Time series using plot’y or matplotlib¶
exp_data.label_free.plot_species(['LMNA', 'VDAC1'], plot_type='plotly')
exp_data.label_free.plot_species(['LMNA', 'VDAC1'], plot_type='matplotlib');
Heatplots¶
exp_data.label_free.heatmap(
['LMNA', 'VDAC1'],
figsize=(6,4),
linewidths=0.01
);
Notice that the above plot doesn’t show any of the modifiers of LMBA (no
_s(ph)22_lf). This is because the default index to pivot plots is the
identifier
column. You can set the label
column for plotting by
passing index=label
to the function. Note, if you want to filter
the data using the more generic ‘identifier’ column, you just specify
that with subset_index=‘identifier’
exp_data.label_free.heatmap(
['LMNA', 'VDAC1'],
subset_index='identifier',
index='label',
figsize=(6,4),
linewidths=0.01
);
Examples¶
Here are a few examples how all the above commands can be chained together to create plots with varying degrees of critera.
Query 1:¶
Heatmap of label-free proteomics that are signficantly change in at least 3 time points.

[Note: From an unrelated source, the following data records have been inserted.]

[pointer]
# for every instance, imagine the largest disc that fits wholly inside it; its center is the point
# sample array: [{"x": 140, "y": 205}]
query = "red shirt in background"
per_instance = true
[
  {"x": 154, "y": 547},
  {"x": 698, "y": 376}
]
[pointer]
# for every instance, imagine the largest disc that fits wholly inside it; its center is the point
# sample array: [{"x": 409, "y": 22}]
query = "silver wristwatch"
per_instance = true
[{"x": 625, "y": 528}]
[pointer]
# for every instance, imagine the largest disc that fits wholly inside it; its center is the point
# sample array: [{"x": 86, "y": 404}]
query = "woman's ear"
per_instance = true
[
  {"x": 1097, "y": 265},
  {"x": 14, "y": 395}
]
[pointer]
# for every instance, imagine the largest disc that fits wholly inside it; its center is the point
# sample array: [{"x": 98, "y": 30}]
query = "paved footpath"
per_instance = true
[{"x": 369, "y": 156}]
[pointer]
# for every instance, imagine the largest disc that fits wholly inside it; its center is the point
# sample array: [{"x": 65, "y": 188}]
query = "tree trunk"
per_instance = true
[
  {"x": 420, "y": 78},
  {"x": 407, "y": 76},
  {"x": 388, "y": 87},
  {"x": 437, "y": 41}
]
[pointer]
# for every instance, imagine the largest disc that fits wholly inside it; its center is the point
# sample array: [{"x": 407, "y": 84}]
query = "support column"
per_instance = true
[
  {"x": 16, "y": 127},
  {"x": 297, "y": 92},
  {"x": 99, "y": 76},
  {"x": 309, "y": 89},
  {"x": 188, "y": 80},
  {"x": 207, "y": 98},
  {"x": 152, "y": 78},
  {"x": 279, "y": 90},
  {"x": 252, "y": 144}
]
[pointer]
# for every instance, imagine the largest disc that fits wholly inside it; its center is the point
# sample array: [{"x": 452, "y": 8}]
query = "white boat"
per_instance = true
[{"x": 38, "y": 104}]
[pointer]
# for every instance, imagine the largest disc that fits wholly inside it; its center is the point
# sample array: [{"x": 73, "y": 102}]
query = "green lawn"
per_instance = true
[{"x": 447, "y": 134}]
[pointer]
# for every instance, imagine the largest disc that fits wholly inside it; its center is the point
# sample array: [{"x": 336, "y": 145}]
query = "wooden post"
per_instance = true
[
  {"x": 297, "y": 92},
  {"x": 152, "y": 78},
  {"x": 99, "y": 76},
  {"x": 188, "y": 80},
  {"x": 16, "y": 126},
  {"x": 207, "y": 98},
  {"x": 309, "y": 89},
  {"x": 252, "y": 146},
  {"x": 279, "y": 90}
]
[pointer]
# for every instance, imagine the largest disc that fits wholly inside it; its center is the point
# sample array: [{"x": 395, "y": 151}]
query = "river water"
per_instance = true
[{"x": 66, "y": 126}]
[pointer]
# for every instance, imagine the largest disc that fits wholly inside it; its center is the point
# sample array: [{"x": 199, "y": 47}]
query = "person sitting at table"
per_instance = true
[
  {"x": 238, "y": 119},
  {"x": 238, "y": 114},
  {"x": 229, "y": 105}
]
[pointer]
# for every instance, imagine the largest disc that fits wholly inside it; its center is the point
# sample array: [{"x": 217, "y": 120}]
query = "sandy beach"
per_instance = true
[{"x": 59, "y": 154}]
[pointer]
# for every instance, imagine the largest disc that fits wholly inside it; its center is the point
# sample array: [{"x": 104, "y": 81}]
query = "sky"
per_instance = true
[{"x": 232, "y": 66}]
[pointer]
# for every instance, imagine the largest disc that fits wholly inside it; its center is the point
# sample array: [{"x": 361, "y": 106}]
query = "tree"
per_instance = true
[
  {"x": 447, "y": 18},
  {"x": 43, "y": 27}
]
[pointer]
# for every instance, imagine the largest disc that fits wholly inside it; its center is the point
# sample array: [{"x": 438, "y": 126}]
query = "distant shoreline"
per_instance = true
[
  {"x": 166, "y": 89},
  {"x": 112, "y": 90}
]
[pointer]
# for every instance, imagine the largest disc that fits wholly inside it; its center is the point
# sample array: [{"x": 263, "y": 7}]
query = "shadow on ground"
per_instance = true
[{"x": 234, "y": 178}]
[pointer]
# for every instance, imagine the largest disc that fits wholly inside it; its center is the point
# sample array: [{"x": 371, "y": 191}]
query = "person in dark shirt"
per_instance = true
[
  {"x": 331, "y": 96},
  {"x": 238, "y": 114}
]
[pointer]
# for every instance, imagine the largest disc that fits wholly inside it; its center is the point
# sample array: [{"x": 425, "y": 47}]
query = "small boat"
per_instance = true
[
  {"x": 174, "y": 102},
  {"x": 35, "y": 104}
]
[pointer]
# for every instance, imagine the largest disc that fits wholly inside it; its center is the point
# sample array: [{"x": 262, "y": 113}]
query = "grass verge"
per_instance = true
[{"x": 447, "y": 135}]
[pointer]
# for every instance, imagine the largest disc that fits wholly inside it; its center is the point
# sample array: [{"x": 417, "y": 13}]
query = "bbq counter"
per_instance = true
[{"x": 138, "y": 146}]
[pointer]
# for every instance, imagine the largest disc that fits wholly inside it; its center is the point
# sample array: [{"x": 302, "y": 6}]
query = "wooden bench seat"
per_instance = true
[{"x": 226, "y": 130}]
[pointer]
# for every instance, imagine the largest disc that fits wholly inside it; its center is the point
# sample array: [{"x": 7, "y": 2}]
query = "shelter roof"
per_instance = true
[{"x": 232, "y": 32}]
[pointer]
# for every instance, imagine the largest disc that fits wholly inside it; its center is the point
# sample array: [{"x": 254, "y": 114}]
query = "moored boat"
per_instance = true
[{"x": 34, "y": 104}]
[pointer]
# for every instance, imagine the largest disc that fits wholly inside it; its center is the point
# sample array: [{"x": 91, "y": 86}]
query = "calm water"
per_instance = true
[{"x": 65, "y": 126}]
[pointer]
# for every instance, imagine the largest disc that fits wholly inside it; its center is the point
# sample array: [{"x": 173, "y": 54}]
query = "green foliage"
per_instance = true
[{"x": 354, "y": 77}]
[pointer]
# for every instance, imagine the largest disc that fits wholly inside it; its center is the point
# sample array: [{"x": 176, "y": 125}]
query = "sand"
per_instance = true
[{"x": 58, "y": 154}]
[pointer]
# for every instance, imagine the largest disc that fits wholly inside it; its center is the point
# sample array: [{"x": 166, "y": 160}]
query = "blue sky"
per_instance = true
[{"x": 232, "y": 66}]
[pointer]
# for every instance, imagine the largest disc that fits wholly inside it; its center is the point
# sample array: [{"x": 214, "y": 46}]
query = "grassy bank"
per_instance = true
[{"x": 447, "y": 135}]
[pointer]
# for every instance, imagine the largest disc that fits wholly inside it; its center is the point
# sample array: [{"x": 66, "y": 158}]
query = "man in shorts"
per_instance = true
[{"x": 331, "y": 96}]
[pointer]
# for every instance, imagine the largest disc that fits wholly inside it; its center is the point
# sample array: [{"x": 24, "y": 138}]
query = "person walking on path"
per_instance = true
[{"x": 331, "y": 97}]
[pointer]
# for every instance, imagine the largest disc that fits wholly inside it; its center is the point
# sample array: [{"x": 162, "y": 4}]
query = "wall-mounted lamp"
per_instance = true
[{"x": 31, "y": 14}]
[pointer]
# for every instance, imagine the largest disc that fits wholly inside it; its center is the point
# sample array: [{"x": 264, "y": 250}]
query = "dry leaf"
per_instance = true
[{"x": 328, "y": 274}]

lf_sig = exp_data.label_free.require_n_sig(
index='label',
columns='sample_id',
n_sig=3
).heatmap(
convert_to_log=True,
cluster_row=True,
index='label',
values='fold_change',
columns='sample_id',
annotate_sig=True,
figsize=(8, 12),
div_colors=True,
num_colors=21,
linewidths=0.01
);
Query 2:¶
Changes that happen at all 3 timepoints for RNA-seq.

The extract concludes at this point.